Though the spinners continue to run their mills as they need to service the outstanding loans taken for capex in the last few years, they are incurring heavy losses, and are not sure of how long they can sustain.

With cost of input (viscose fibre — around ₹134/kg), plus the price paid for labour, power, maintenance, packing and administration, and adding to it depreciation, the cost of production of viscose yarn comes to ₹190/kg for domestic spinners, but they sell it at ₹170/kg. At the current level of turnover at the mills in Pallipalayam, the loss is about ₹60 crore a month for the cluster, claim the spinners.

There is no relief for the spinning mills even on the input front. The 18 per cent duty on imported viscose fibre rules out the option of using imported fibre. Grasim Industries, the only supplier of viscose fibre for the domestic spinners, has also not cut prices to the tune of the correction in the global price.

What’s the solution?

There are two things that can be done. One is to increase the duty on viscose yarn so that imports trickle down and weavers buy from domestic spinners. Alternatively, the duty on the fibre can be removed so that the spinning mills can get the benefit from cheaper inputs and save costs to make up for the loss in the price of the yarn.

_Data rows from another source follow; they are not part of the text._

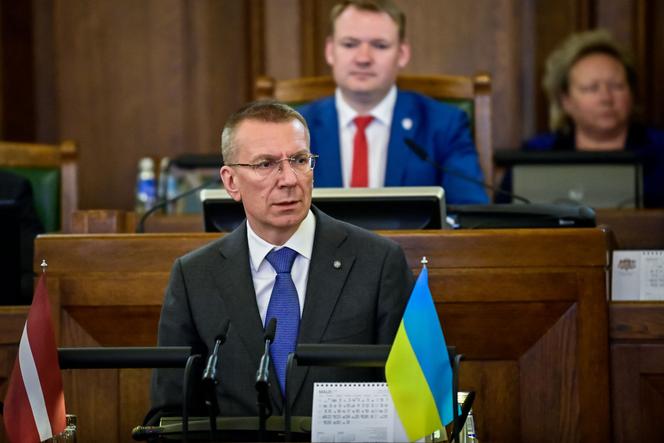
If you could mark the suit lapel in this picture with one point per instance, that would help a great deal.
(325, 129)
(235, 283)
(324, 285)
(405, 122)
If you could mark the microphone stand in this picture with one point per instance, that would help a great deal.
(262, 381)
(210, 380)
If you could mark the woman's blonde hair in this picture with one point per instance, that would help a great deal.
(561, 61)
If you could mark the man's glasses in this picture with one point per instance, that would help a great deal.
(300, 163)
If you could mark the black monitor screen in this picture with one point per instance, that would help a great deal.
(376, 209)
(10, 253)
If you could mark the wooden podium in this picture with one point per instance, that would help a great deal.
(527, 308)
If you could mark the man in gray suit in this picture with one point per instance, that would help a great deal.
(346, 285)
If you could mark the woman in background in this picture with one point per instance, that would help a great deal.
(591, 84)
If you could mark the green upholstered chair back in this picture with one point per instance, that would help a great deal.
(470, 93)
(52, 172)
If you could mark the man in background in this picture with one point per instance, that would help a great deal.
(360, 132)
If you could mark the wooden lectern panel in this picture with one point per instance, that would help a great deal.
(527, 308)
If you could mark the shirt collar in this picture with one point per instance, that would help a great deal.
(302, 242)
(382, 111)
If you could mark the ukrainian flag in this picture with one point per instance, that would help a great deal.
(418, 370)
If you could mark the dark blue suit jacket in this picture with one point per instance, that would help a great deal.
(441, 129)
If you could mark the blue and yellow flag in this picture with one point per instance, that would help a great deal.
(418, 370)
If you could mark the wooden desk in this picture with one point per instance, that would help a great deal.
(634, 228)
(637, 368)
(526, 307)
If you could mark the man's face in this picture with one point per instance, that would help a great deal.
(599, 99)
(276, 203)
(365, 54)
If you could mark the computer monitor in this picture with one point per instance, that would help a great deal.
(10, 253)
(371, 208)
(596, 179)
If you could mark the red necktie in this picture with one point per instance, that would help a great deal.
(360, 177)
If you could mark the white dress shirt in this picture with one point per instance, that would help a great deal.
(378, 137)
(262, 272)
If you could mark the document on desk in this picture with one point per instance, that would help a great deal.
(637, 275)
(355, 412)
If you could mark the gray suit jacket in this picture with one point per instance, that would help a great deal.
(360, 302)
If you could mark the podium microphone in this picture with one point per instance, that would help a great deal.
(262, 380)
(424, 156)
(210, 380)
(210, 372)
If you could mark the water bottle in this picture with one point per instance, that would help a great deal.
(146, 185)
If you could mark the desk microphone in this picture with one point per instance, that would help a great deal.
(210, 372)
(262, 380)
(263, 373)
(140, 228)
(210, 380)
(424, 156)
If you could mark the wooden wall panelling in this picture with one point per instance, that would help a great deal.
(653, 55)
(553, 22)
(637, 371)
(531, 324)
(17, 98)
(155, 77)
(283, 39)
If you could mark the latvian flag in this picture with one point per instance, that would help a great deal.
(34, 408)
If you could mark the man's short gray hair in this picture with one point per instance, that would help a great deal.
(269, 111)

But there is a challenge in executing both the options. If viscose yarn duty is increased sharply, weavers will protest. If fibre duty is removed, Grasim Industries, the single largest supplier of viscose fibre in the country, would suffer.

The Centre has to find an amicable solution by bringing all stake holders together — fibre manufacturers, spinning mills and weavers.

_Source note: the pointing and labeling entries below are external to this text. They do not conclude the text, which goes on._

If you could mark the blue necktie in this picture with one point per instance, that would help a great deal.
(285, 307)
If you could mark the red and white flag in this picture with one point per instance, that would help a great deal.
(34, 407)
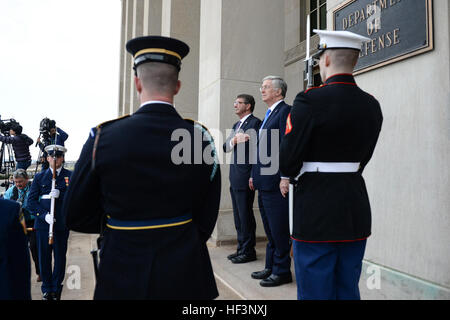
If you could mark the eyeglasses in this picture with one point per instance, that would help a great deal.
(265, 88)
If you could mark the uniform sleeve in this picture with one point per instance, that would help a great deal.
(9, 193)
(19, 260)
(33, 200)
(81, 206)
(282, 125)
(206, 207)
(373, 143)
(293, 145)
(226, 145)
(62, 136)
(9, 140)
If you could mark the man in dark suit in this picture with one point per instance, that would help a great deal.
(39, 201)
(154, 242)
(15, 267)
(242, 142)
(272, 185)
(330, 137)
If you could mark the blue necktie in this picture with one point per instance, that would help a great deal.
(265, 119)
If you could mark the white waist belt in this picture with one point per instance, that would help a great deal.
(329, 167)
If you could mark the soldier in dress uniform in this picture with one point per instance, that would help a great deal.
(39, 201)
(331, 135)
(15, 268)
(154, 242)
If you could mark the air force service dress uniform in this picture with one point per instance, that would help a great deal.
(39, 201)
(331, 135)
(159, 211)
(15, 269)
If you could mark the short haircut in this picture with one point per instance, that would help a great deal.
(248, 100)
(278, 83)
(158, 77)
(17, 128)
(20, 173)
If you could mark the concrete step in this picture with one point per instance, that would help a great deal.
(237, 276)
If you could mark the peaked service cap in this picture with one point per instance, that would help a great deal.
(339, 40)
(157, 49)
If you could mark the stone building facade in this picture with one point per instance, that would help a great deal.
(235, 43)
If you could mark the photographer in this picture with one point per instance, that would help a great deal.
(50, 135)
(19, 193)
(20, 143)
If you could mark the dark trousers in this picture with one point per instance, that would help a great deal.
(275, 216)
(244, 220)
(328, 271)
(52, 279)
(33, 245)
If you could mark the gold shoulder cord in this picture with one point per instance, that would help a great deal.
(94, 149)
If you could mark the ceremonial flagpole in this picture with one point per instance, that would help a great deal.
(309, 62)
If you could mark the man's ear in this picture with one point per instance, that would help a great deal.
(138, 84)
(327, 60)
(177, 88)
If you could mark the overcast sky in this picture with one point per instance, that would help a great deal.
(59, 59)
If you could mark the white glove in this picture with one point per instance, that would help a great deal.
(54, 193)
(49, 218)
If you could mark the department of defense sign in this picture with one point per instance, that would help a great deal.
(398, 29)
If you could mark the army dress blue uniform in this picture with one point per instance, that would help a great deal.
(15, 268)
(154, 177)
(159, 214)
(40, 206)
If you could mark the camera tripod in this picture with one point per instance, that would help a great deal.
(7, 164)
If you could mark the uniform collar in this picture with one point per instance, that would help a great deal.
(156, 106)
(341, 78)
(58, 171)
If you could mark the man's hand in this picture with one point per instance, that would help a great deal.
(54, 193)
(240, 138)
(49, 218)
(284, 186)
(250, 184)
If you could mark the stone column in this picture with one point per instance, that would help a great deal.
(139, 17)
(181, 20)
(241, 42)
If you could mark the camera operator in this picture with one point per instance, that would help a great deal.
(19, 193)
(50, 135)
(20, 143)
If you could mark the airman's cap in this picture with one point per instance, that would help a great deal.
(339, 40)
(157, 49)
(55, 150)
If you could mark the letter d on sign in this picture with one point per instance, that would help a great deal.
(374, 280)
(74, 280)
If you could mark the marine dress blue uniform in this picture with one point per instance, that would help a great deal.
(15, 268)
(42, 185)
(331, 135)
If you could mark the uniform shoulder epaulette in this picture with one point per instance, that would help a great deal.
(210, 139)
(318, 87)
(95, 134)
(103, 124)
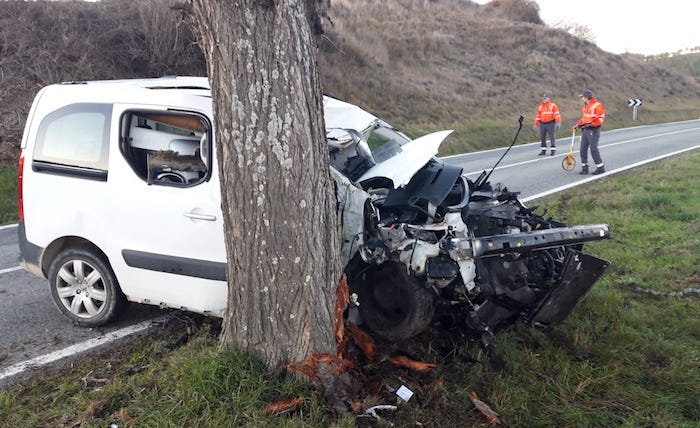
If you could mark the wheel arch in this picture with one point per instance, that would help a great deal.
(60, 244)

“Tweaking of duties at all the three stages will help all the value-chain manufacturers to protect themselves from dumping and it will also help the sector keep the prices competitive,” said Prabhu Damodaran, Convenor, Indian Texpreneurs Federation.

The duty on viscose fabric was increased to 20 per cent from 10 per cent in October 2017 to protect domestic weavers from Chinese imports. But the duty on viscose yarn, at 5 per cent, remained unchanged. Had the government increased the duty on yarn to 15 per cent then, it wouldn’t have caused an issue now, say spinners.